Murray ignored the question. Combs' "Somehow": it was very telling, all right. A loose threat, stillborn. He wondered if Ball had felt much pity for the old man. Hardly. Ball had been tough from the start. Perhaps not tough-more like firm, uncompromising-but still able to coax the old man. Did Combs wonder how Ball could cave in so readily to his demand last Thursday, though? Combs might have sobered up and then wondered why, after years of the cold shoulder, he was suddenly being granted what he had been asking for at least thirty years…

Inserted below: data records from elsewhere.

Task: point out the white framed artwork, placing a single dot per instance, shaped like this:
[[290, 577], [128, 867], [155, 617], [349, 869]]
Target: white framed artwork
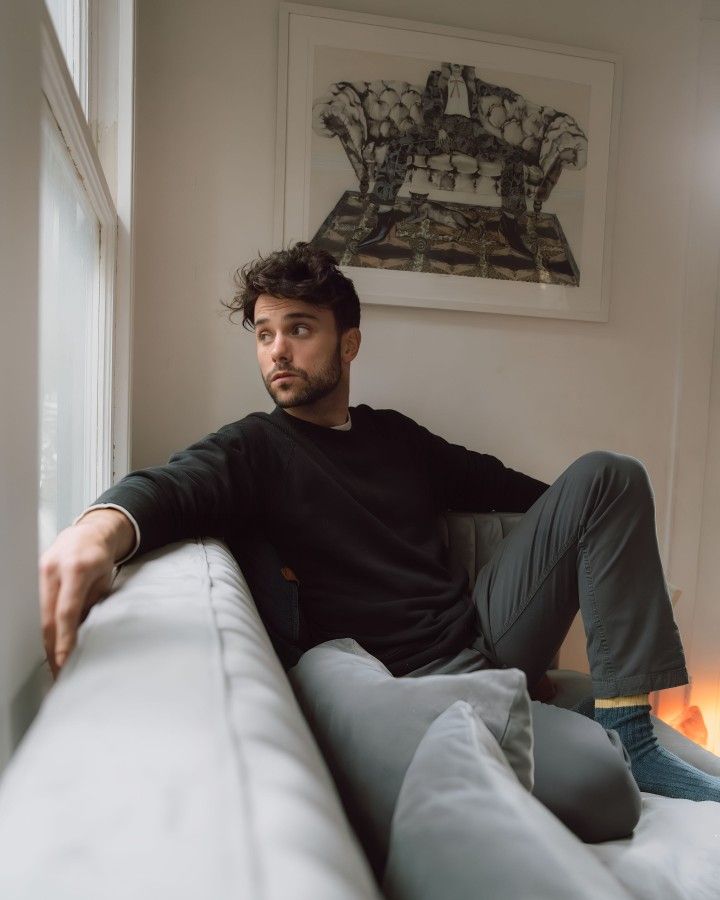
[[447, 168]]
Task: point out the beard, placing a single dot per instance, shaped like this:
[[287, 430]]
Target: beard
[[306, 389]]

Murray recalled the black-and-white framed snapshot which he kept in his desk. The confident, boyish face and the haircut they had laughed about. It was 1971, of course, and even Murray himself had grown sideburns. "Passing out at Sandhurst" had been the joke when Ian Murray had his arm around his younger brother's neck in a chokehold, laughing into the camera. Ian the doer, Ian the adventurer. A ham, a litany of broken arms and legs through youth, the ebullient extrovert. The same Ian Murray on a greasy footpath in Belfast three years later, dead before he hit the pavement, the dumdum spraying his brains and teeth twenty feet further down the path.
Did Mervyn Ball have a photo like that, too? One of his own brother, one he looked at before he went to Combs' house that night? Donald Ball had been a Royal Greenjacket, Ian Murray a Para. Ball told him that he had a letter from Donald describing the mountains outside Belfast-"once you're out of bloody Belfast, it's a marvellous country, believe it or not". Three days later, his brother was dismembered by a bomb in a roadside culvert… believe it or not.